Letter from Bethlehem: An Open Letter to My Detaining Officer
You might not recognize my name, but I am one of the half-dozen people who you and your fellow soldiers “detained” for a few hours last month. It happened in a place that I call Oush Ghrab and you refer to as Shdema. Even as I type this letter, I realize that the gulf that exists between us extends even to the language we use to refer to the exact same spot of ground.
The more I think about it, the more I realize that we don’t understand each other at all. You most likely see me as a left-wing radical, an anarchist, or an anti-Semite. I see myself as one who cares for the oppressed, works for justice, and loves Palestinians.
You see yourself as a brave young man who is defending his country. I see you as an instrument of an unjust system that is perpetuating the decades-old conflict between Israelis and Palestinians.
Now, after thinking about how to bridge this gap, I think I see where this misunderstanding is coming from: you see yourself as oppressed, I see you as an oppressor.
You talk about the history of anti-Semitism in the world, and you have a point. Throughout history there have been those who have hated, persecuted, and killed Jewish people. You see yourself as an heir to that legacy. You also tell me that you have no choice about whether you want to put on a military uniform. Your country requires you (and every other 18 year old) to serve in the army. Your opinion is not taken into consideration. You see yourself as a powerless victim.

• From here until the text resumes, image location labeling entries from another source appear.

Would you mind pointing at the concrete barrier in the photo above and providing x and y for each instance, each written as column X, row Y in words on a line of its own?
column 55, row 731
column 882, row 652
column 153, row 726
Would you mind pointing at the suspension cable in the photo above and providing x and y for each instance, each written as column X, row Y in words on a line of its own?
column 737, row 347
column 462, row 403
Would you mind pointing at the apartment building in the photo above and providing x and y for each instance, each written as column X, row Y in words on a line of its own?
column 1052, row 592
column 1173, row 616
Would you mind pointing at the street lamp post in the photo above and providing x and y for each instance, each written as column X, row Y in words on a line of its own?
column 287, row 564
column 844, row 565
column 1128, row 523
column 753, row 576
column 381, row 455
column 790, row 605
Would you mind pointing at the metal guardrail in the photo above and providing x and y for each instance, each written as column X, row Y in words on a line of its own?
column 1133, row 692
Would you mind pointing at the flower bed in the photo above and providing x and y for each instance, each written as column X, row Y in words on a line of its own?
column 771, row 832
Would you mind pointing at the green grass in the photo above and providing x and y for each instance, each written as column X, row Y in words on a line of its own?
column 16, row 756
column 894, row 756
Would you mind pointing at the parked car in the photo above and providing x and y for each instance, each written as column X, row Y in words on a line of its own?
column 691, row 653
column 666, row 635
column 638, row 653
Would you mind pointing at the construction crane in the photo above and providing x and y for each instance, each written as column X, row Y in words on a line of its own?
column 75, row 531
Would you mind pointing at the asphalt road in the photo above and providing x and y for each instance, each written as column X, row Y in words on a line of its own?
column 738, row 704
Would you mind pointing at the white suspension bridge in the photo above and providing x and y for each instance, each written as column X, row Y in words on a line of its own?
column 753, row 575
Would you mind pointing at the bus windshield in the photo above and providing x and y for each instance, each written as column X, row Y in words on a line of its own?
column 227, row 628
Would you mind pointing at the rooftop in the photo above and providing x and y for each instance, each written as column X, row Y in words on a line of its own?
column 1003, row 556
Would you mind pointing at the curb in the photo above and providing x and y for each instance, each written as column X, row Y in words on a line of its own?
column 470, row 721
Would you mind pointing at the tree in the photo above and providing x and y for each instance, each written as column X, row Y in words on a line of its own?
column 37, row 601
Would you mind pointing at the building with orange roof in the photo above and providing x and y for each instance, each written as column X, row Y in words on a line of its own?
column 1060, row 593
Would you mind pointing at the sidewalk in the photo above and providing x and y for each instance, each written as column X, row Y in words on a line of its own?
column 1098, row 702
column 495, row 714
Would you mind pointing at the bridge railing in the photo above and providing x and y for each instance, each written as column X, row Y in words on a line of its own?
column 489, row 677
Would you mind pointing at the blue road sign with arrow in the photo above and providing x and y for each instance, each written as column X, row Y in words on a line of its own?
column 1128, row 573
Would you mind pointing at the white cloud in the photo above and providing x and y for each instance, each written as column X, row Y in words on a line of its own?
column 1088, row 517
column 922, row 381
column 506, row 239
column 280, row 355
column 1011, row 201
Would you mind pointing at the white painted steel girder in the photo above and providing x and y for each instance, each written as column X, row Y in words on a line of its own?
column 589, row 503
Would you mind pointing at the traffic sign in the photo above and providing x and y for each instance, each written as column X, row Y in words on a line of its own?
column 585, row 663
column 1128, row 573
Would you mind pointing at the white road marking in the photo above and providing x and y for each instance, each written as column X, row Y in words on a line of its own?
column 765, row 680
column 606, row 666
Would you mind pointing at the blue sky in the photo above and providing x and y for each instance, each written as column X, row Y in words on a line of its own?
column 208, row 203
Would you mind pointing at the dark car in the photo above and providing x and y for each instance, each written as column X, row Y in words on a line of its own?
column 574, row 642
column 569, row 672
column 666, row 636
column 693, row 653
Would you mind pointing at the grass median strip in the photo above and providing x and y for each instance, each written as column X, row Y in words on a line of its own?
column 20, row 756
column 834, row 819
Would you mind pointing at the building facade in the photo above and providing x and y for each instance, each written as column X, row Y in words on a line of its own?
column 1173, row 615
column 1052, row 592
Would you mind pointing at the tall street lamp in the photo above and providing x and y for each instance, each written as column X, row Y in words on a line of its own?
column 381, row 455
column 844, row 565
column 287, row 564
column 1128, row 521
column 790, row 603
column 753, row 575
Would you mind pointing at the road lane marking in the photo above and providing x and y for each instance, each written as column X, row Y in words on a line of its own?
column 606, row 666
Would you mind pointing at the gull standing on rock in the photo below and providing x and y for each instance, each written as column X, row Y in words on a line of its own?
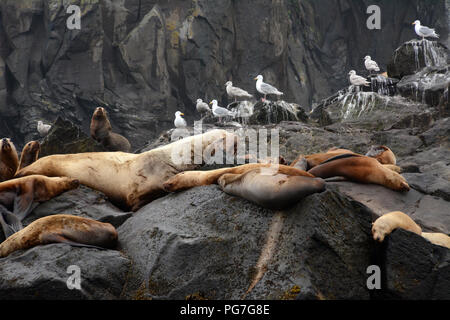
column 357, row 80
column 43, row 129
column 220, row 112
column 423, row 31
column 179, row 121
column 265, row 88
column 371, row 65
column 235, row 92
column 202, row 107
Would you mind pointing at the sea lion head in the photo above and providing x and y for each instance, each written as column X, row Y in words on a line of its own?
column 6, row 144
column 379, row 230
column 383, row 154
column 179, row 182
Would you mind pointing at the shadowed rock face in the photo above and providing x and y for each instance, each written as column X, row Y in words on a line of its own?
column 144, row 60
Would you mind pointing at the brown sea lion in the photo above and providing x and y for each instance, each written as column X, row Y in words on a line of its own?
column 387, row 223
column 18, row 197
column 191, row 179
column 9, row 161
column 383, row 154
column 61, row 228
column 273, row 191
column 360, row 169
column 129, row 180
column 30, row 154
column 101, row 131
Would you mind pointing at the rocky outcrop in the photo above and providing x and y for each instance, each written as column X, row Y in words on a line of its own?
column 144, row 60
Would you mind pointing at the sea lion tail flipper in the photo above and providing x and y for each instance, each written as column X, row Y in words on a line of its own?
column 57, row 238
column 23, row 205
column 335, row 179
column 9, row 222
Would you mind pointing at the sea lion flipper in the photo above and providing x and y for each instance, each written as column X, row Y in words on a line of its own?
column 57, row 238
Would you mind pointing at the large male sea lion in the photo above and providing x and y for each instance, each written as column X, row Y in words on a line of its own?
column 101, row 131
column 61, row 228
column 387, row 223
column 18, row 197
column 360, row 169
column 274, row 191
column 9, row 161
column 129, row 180
column 191, row 179
column 30, row 154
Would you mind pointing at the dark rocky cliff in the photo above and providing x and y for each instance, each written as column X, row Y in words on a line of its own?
column 143, row 60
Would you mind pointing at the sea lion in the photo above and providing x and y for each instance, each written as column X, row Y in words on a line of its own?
column 439, row 239
column 29, row 154
column 191, row 179
column 18, row 197
column 383, row 154
column 273, row 191
column 360, row 169
column 101, row 131
column 129, row 180
column 61, row 228
column 385, row 224
column 9, row 161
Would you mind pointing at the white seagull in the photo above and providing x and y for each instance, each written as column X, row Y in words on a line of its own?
column 220, row 112
column 423, row 31
column 265, row 88
column 43, row 129
column 235, row 92
column 371, row 65
column 179, row 121
column 202, row 107
column 357, row 80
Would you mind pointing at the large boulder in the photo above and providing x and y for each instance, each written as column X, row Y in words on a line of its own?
column 206, row 242
column 415, row 55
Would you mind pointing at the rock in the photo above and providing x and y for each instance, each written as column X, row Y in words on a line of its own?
column 65, row 137
column 429, row 212
column 414, row 268
column 41, row 273
column 415, row 55
column 203, row 240
column 429, row 86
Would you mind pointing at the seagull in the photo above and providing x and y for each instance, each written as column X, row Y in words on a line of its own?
column 202, row 107
column 43, row 129
column 179, row 121
column 423, row 31
column 357, row 80
column 220, row 112
column 235, row 92
column 265, row 88
column 371, row 65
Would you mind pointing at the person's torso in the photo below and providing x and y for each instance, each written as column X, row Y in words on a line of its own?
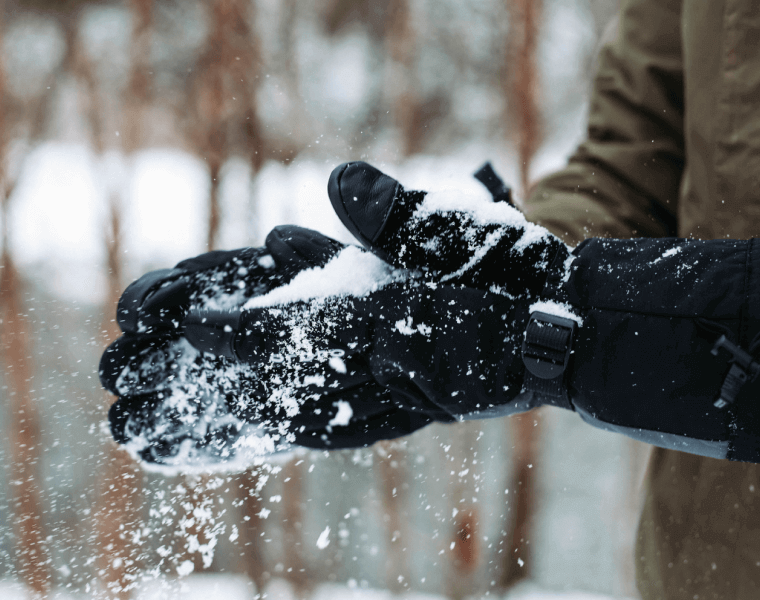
column 720, row 192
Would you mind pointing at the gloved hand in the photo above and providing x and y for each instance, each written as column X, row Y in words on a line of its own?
column 174, row 405
column 500, row 316
column 441, row 335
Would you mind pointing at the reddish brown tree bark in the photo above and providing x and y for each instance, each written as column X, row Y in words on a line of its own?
column 466, row 552
column 390, row 461
column 32, row 561
column 524, row 430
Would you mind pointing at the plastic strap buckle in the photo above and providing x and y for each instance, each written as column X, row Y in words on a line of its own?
column 743, row 369
column 546, row 353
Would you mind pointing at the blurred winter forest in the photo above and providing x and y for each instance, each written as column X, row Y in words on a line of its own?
column 136, row 133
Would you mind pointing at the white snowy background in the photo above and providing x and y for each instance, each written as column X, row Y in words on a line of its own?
column 589, row 480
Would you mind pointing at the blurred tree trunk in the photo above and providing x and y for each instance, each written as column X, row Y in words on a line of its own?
column 118, row 504
column 292, row 524
column 250, row 484
column 32, row 561
column 522, row 82
column 225, row 119
column 224, row 111
column 525, row 430
column 400, row 80
column 466, row 553
column 390, row 461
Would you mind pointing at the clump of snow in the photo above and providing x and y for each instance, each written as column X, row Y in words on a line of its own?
column 344, row 414
column 482, row 213
column 352, row 272
column 558, row 309
column 668, row 253
column 324, row 538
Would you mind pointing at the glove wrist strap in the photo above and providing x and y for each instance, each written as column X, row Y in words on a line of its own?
column 546, row 353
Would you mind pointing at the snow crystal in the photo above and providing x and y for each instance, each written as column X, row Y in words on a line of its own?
column 558, row 309
column 336, row 364
column 407, row 327
column 667, row 253
column 324, row 539
column 185, row 568
column 345, row 412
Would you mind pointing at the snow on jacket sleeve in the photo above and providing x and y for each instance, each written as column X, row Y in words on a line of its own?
column 623, row 181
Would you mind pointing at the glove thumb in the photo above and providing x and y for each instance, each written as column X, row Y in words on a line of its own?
column 372, row 205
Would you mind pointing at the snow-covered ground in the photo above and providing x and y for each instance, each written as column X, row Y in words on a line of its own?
column 233, row 587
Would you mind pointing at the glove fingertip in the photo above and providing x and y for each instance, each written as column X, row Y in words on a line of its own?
column 127, row 310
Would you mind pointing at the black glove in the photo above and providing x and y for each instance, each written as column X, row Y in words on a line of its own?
column 441, row 340
column 175, row 405
column 643, row 337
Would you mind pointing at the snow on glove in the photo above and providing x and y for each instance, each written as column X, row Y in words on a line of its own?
column 358, row 325
column 174, row 403
column 452, row 237
column 655, row 339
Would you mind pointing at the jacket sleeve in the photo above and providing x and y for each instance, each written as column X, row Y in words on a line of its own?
column 623, row 180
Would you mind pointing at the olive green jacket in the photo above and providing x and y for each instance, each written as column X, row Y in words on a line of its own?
column 673, row 149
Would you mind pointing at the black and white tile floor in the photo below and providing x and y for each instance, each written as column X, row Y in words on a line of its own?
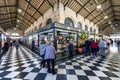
column 24, row 65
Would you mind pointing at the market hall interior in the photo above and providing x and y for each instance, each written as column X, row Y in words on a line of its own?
column 59, row 40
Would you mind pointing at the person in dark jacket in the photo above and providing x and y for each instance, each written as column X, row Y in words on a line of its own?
column 70, row 50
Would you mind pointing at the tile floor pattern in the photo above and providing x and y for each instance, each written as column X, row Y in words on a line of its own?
column 24, row 65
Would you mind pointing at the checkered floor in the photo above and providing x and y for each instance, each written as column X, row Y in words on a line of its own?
column 24, row 65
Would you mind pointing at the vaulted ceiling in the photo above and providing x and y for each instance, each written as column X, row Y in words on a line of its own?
column 10, row 15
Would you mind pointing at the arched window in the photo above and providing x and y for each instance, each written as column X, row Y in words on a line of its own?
column 79, row 26
column 95, row 30
column 69, row 22
column 86, row 28
column 49, row 21
column 90, row 29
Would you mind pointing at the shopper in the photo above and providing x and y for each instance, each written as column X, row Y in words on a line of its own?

I once saw you the same way. My opinions of Israel were the same as many Evangelical Christians in America. I visited Yad Vashem. I have listened to and read the stories of Jewish persecution that have taken place over the centuries. As a child, I was taught that the country of Israel was birthed out of the discrimination and persecution that took place in Europe in the 19th and 20th centuries. I was taught that Israel was the only friend of democracy and justice in the Middle East. I saw you as a victim trying to defend yourself.
Now, please try to see what I see today:
I see my best friend in Palestine unable to visit the ocean for years, even though it is only 30 minutes from his family home. I have seen him accosted and kicked out of a pub in Israel (one out of the two times he was allowed to enter Jerusalem during the year) because he is Palestinian. I have seen him tell, in a matter-of-fact way, about the time Israeli soldiers pulled him from a car and beat him because he didn’t show them the 'proper' respect. Last month, I saw you arrest him because you didn’t like his tone of voice.

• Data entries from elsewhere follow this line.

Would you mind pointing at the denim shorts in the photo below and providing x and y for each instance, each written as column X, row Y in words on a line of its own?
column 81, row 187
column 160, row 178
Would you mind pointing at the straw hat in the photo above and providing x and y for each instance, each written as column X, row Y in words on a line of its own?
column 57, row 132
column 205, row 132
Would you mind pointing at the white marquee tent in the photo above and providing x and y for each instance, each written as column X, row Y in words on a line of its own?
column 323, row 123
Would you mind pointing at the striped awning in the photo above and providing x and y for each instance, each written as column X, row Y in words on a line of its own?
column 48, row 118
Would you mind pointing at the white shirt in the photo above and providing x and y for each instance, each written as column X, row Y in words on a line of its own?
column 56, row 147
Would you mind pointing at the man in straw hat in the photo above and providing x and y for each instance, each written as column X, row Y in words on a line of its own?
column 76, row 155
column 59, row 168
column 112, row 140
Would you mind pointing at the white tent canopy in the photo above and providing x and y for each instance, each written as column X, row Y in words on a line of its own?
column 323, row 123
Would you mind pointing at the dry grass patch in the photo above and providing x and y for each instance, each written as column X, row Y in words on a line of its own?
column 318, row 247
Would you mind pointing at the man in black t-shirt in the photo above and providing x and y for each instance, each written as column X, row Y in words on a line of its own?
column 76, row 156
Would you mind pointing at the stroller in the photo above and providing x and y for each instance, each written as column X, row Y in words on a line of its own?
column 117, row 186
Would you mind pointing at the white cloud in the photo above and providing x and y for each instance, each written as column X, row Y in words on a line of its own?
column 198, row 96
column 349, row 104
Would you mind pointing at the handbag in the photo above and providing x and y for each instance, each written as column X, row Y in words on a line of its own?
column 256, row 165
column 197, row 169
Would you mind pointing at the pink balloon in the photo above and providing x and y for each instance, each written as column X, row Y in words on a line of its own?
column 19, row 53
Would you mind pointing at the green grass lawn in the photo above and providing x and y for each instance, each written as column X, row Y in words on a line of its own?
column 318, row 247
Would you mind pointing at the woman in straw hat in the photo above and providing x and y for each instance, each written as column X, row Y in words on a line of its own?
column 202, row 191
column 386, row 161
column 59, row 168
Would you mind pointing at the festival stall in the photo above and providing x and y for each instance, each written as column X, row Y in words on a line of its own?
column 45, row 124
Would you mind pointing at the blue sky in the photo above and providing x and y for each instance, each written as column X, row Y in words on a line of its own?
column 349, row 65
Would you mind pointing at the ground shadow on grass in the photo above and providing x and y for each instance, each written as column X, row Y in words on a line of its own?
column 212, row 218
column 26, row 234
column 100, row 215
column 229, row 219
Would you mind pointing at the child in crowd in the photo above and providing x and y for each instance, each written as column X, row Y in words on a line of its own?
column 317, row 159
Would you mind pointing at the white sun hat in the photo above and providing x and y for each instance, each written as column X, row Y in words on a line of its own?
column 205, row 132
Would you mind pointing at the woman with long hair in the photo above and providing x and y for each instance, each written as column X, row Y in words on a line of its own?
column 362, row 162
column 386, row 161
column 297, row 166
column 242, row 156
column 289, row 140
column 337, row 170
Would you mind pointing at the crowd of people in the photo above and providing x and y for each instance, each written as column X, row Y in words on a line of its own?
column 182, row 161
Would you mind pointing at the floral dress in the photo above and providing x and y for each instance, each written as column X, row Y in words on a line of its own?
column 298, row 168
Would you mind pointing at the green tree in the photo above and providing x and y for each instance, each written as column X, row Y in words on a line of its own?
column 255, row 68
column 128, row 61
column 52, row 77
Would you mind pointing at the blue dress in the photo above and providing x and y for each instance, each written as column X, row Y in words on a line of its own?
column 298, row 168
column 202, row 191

I have seen the funeral of an 11-year-old boy who was killed by soldiers when they entered Bethlehem to arrest someone.
I have seen a 12-year-old student arrested from his home in the middle of the night.
I have seen an orphanage in Hebron raided and looted by soldiers.
I have seen a beautiful 11-year-old girl (my daughter is named after her) who suffered head trauma and hearing loss because she ran from soldiers who were occupying her family’s home for 5 years.
I have seen a middle-aged Jewish man with an assault rifle stop 20 Palestinian kids from going on a nature hike. I saw you back him up.
I have seen 200 settlers attack a group of about 30 Palestinians and internationals (including me). I saw you respond by treating us as the aggressors and corralling us into a corner until the settlers decided to leave.
I have seen a settler with an automatic rifle yell death threats to me and my friends, and then go on his way. You were there for that one too.
I have seen that 194 Palestinian children have been killed by Israeli troops since I moved here in August of 2006.
I see that Israel has the power. Your government decides who can go and who can come, who can defend themselves and who cannot, who can live where, who can do what and when.
When you hit, kicked, and mocked my friends and me, you saw yourself as defending a people who have been hated and persecuted for their entire existence. To you, each word, each blow, was a step in evening the score. To me, each blow was a blow to the face of justice.
When I refuse to move out of your way, demonstrate against new settlement construction, and live and work in Palestine, you see me as contributing to the story of injustice that has been the story of your people. I see myself as trying to rewrite the story without injustice.
As far as our chances of understanding each other are concerned, I’m afraid I don’t see much cause for hope. I tell you that I am here because my God commands me to stand up for the oppressed, and therein lies the rub. My very presence here calls into question your view of the Israeli-Palestinian issue as a sectarian conflict. My presence reframes it as a struggle between the oppressed and the oppressor. You do not see yourself as oppressing anyone. Until you do, you will not be able to understand that my love for Palestinians is not hatred for you. Until you do, you will always see me as an enemy.